2006-05-23 23:30:39 | Weblog
 今年の初夏は寒そうです。日照不足のために各地で農作物の生育に注意が呼びかけられています。
 天気も経済も、安定が一番なのですが。
 
【藤倉英幸さんと会う】
 知人を介して、ずっとファンだった版画家の藤倉英幸さんの個展に招いていただくことができました。個展の会場は市内の中心部のビルの4階のギャラリーです。

 藤倉さんは岩内町生まれの57歳。作品の数々はここで観ていただく事にいたしましょう。

 少し前まで道内のJRの車内誌の表紙を飾り、シルクスクリーンで描かれた北海道の暖かい風景は独特の世界を醸し出していて、今や北海道を代表する芸術家のお一人になられました。

 実は私は公務員に成り立ての頃に札幌市の南区にある滝野公園で公園作りをしていたのですが。その最後の年に係長をしていて、青少年山の家という子供達の宿泊研修施設を作っていたのでした。

 その施設は斜面に埋め込まれるように建設されたのですが、斜面の土を止めるために擁壁と呼ばれるコンクリートの壁をカーブさせながら作る必要がありました。

 そしてそれが8m×30mほどの大きな壁になる事から、なにか彫刻のような造形をしてはどうかという提案があって、そのときに持ち込まれたいくつかの原画の中に当時40歳の藤倉さんのものがあったのでした。

 当時はあまり深くは考えなかったものの、子供たちの研修施設にイメージが合うような優しげな図案に惹かれてその作品に決めたのでした。

 今思えば、既にある程度の活躍をされていた方だったはずなのですが深くは考えないままに作品と出会い、それが巡り巡って出世された事を人ごとのように思えず嬉しく思うのです。

 そうして、芸術に関係するような知人にそんなことを話しているうちにひょんなことから藤倉さんに近い方にお会いする事が出来、「いつか引き合わせてくださいよ」とお願いをしていたのですが、それが今日のこの日に「個展があって、道立近代美術館の水上館長さんとの掛け合いトークもあるみたいですよ」という連絡をいただき、それに出席をさせていただいたのでした。

 藤倉さんご自身は、学校を卒業後菓子メーカーに就職したのですが26歳の時に夏の青空を見上げて「なぜこんなに天気の良い日に自分は部屋の中で働かないといけないのだろう」と疑問に感じて、独立を決心して広告代理店やデザインの仕事を始め、そこから今に至ったのだそうです。
 なかなか度胸のいる話です。

 掛け合いトークの中でご本人は「私は『愛おしい風景』を表現してきたように思います。
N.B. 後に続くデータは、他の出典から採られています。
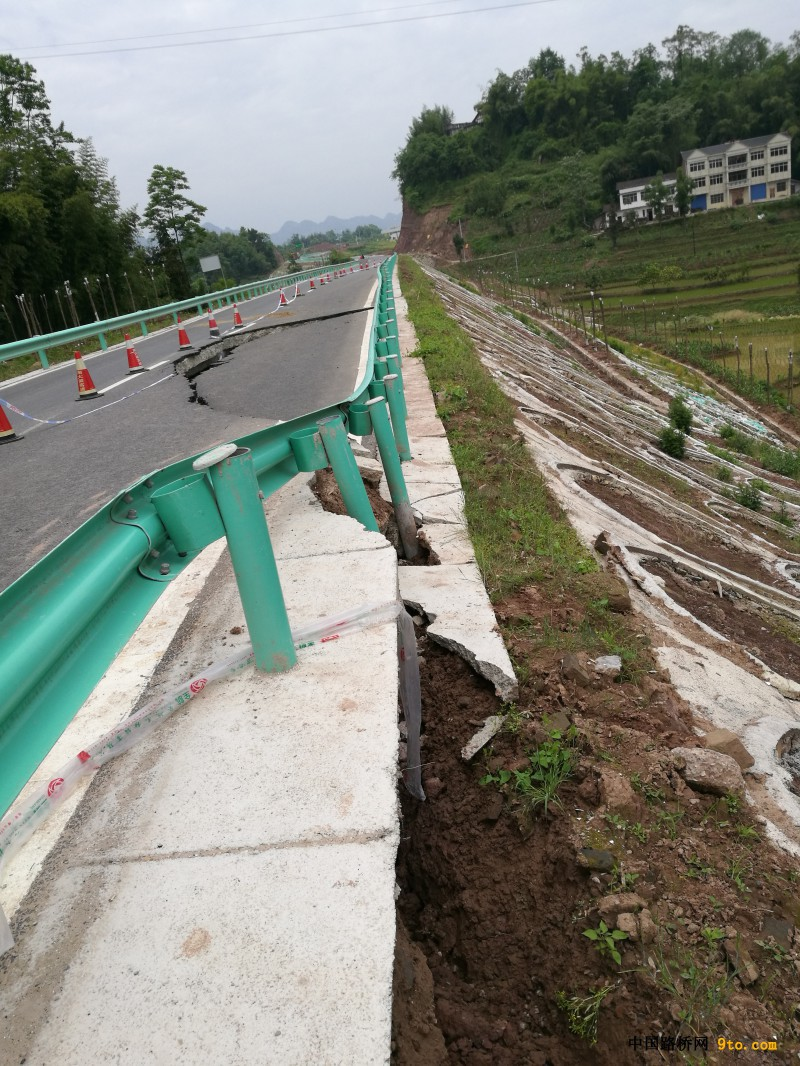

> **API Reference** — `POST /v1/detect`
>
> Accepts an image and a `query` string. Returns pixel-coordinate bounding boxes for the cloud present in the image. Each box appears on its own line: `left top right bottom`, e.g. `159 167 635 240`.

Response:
0 0 795 230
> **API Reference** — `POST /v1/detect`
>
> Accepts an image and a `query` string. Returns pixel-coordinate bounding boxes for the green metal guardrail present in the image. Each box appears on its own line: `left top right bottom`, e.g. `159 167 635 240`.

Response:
0 257 417 811
0 263 362 368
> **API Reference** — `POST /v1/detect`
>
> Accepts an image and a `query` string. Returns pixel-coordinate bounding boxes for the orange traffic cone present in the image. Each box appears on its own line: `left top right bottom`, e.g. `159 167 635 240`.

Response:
0 403 22 445
125 334 147 374
178 316 192 352
75 352 102 400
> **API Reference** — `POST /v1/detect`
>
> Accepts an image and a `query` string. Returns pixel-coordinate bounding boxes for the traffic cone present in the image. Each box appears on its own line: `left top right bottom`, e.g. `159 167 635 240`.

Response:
178 316 192 352
0 404 22 445
125 334 147 374
75 352 102 400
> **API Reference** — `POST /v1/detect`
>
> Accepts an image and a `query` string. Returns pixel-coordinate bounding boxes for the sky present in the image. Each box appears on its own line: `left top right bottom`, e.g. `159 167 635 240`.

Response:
0 0 800 232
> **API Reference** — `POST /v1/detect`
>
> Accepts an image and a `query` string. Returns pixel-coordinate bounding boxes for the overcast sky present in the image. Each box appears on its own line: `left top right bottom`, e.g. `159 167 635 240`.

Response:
0 0 800 232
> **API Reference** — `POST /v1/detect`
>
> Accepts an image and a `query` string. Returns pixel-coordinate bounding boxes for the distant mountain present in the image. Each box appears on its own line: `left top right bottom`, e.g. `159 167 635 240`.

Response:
270 211 402 244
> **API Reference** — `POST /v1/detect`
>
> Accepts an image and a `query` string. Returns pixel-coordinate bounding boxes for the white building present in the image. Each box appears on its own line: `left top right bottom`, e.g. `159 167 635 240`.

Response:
617 174 677 222
681 133 791 211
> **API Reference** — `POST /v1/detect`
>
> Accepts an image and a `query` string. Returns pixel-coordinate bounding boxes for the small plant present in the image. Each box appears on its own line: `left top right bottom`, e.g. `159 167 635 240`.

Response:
725 859 750 895
669 397 691 433
657 425 686 459
722 792 741 815
700 925 725 948
583 921 628 966
734 481 764 511
556 985 613 1047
見る人が見るとみんな自分の故郷のように感じてくださる事が多くて嬉しく思います」とのことでした。

 藤倉さんの作品は原画が色画用紙の切り絵でできていて、それをプロのシルクスクリーンの刷り師さんがシルクの版画にして行くのだそうです。

「私の原画が切り絵という事もあって、その表現に一番近づけるのがシルクスクリーンなんですよ」とのことでした。
「昨年にはこの刷り師さん札幌市の芸術貢献で表彰を受けられましたよ。原画を作った私ではなくね」と藤倉さんは笑います。

 トークの会場は50人ほどのファンが集い、壁にはシルク作品はもちろん、切り絵による原画も展示されていて、原画をシルクがどのように表現して行くのかという事が伺えて大変興味深かったのでした。

 これからも北海道の風景を暖かいタッチで切り出していただきたいものです。

「人間、何が元気になるって、人を応援するときが一番元気になるものですよ」とは水上館長さんの言葉でした。

 この北海道を元気にするためにも、人を応援する気持ちを持ち続けたいものですね。